Beatriz es una abogada coruñesa, íntegra y enamorada de su profesión, a la que dedica incontables horas. Los años y las decepciones no han conseguido desgastar su fe inquebrantable en la justicia. A su despacho llega el encargo de defender a un magnate acusado del asesinato de un delincuente de poca monta y de su esposa, y de la desaparición de la hija adolescente de la pareja. Muy pronto la letrada se verá envuelta en un caso en el que se dan la mano la corrupción política al más alto nivel y el narcotráfico.
Lo leí porque está escrito por un juez y por tanto debería ser una buena forma de entender cómo funciona la justicia en España a través de una novela. Sin embargo el autor es un escritor pésimo, carente de talento y que a menudo cae en la cursilería más rancia imaginable. No entiendo cómo un ávido lector, como seguro que es este juez, no pudo apreciar que estaba escribiendo un auténtico truño.
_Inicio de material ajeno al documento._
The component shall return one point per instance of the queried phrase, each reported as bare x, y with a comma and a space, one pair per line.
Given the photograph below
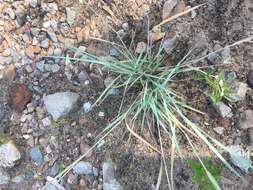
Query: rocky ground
46, 120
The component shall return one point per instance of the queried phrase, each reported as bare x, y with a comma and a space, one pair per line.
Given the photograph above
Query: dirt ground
216, 24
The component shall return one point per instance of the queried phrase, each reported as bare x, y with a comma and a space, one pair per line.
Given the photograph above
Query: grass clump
199, 174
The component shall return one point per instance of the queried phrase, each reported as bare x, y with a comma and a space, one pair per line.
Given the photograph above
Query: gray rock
18, 179
83, 168
33, 3
9, 154
114, 52
46, 121
60, 103
223, 109
71, 16
52, 36
44, 44
239, 91
169, 44
87, 107
40, 66
52, 68
219, 130
55, 169
125, 26
239, 158
109, 180
36, 155
4, 177
246, 122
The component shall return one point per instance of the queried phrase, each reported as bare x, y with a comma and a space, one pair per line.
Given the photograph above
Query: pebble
36, 155
46, 121
4, 177
246, 122
44, 44
114, 52
87, 107
71, 16
18, 179
52, 68
239, 91
239, 158
219, 130
125, 26
169, 44
109, 180
250, 78
141, 47
55, 169
168, 6
60, 104
9, 154
40, 66
83, 168
223, 109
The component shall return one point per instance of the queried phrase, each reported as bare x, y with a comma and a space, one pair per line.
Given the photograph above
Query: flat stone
219, 130
60, 103
9, 154
109, 180
247, 121
4, 177
71, 16
239, 91
83, 168
36, 155
223, 109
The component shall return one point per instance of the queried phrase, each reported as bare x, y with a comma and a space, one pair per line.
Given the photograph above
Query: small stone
33, 3
169, 44
125, 26
4, 177
87, 107
60, 103
246, 121
36, 155
250, 78
83, 168
44, 44
46, 122
57, 52
239, 158
239, 91
71, 16
52, 36
72, 179
84, 149
141, 47
55, 169
9, 154
40, 66
18, 179
29, 68
168, 6
109, 180
219, 130
223, 109
114, 52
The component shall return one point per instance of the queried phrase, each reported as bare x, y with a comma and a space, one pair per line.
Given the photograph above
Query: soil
217, 24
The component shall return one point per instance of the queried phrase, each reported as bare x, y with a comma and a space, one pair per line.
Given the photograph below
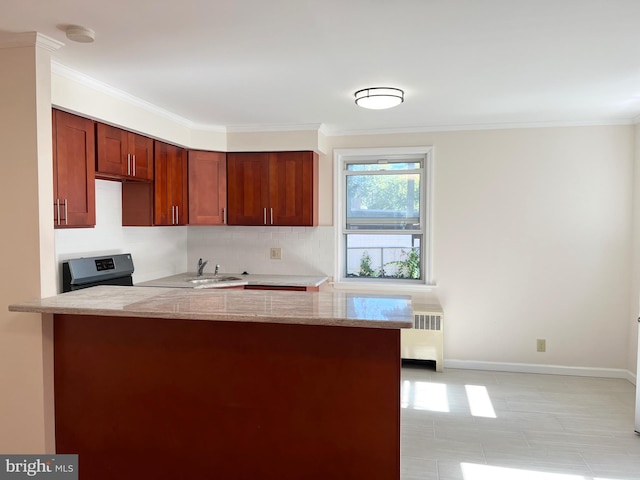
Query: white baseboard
544, 369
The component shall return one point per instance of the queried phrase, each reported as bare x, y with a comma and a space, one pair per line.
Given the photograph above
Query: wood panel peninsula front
169, 383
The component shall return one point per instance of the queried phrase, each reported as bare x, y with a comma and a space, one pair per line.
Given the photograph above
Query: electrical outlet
276, 254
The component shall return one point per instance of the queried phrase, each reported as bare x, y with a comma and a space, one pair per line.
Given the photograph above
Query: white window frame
343, 156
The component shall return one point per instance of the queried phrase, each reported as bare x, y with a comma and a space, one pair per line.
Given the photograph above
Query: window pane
383, 166
383, 256
383, 202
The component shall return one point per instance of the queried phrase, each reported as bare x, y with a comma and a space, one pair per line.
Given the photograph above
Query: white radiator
425, 340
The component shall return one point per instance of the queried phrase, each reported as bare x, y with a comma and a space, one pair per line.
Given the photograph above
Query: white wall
532, 231
26, 193
305, 250
532, 238
156, 252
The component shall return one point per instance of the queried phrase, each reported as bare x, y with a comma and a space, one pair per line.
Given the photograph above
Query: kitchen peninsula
173, 383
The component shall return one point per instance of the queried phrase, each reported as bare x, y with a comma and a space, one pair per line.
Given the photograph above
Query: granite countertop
340, 309
181, 280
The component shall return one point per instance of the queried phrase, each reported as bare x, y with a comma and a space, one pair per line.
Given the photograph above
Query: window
382, 209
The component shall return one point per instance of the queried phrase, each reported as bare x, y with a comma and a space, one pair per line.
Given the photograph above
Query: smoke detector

Esta novela empieza con el asesinato de una pareja y la desaparición de su hija, poco a poco iremos ahondando más en la historia, buscando sospechosos y sobre todo, siguiendo el proceso judicial al que se enfrenta el presunto culpable del delito.
La novela está contada en 3ª persona y siempre conocemos los hechos desde el punto de vista de Beatriz, la abogada, que escoge el principal acusado, Aníbal, para que lo defienda. No se llevan muy bien ya que no le gusta que le digan lo que tiene que hacer, pero Beatriz quiere llevar el caso a su manera y muy al pesar de Aníbal, ese es su terreno.
Una buena historia aunque la narrativa no me ha gustado mucho. Se queda corta en ciertos momentos, y es excesiva en los diálogos judiciales. No me ha terminado de gustar.